Welcome to the Telstra’s compensation model.
Greg Winn, the Sol Trujillo-appointed chief operating officer of Telstra until February 2009, was paid a bonus of $2.2 million for outcomes related to the delivery of the carrier’s IT transformation, which has since been revealed to be running $200 million over budget. Read the details here.
What’s interesting is that despite it running over $200 million over budget ( the project was supposed to save $100 million a year in IT expenses), the CIO feels satisfied that many of the objectives of the five year transformation was achieved.
David Thodey — the Telstra’s CEO believes a $200 million overspend should be considered a good result, considering the awful experiences other industries have had attempting an IT transformation.
“I do not know of a better IT transformation,” he said. “I’ve never seen a transformation come in that well.”
I am wondering if this is Telstra’s compensation policy and if I can get a job there.

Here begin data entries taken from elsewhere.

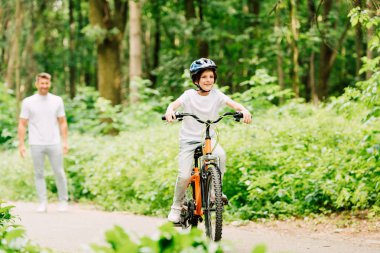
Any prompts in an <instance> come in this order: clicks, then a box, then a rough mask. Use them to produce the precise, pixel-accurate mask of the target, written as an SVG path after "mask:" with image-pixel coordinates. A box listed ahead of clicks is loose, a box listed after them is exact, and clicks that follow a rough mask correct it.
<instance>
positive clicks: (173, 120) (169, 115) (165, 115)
mask: <svg viewBox="0 0 380 253" xmlns="http://www.w3.org/2000/svg"><path fill="white" fill-rule="evenodd" d="M165 118H166V121H167V122H169V123H170V122H173V121H174V120H175V119H176V117H175V111H173V110H167V111H166V113H165Z"/></svg>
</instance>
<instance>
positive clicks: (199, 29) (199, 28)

I am also curious to study Telstra’s goal setting methods, budgeting process and their compensation model.
Last year, I was advising a IT services firm on the strategy approach to managing a business transformation program for one of their clients. Knowing the risk of such a program and the various dependencies, there was a discussion of how the compensation structure for the team should be built. While I didn’t have a hand at making the final recommendation, the consensus was that the bonus scheme should be weighted in favor of the benefits realization proposition. Benefits in this case was actual cost savings and hence the cost savings need to be computed, independently verified, communicated to the client who has to accept it. Only then could the bonuses be paid.
Ironically, the IT services firm has Telstra as one of their large accounts. I hope they don’t adopt the Telstra model.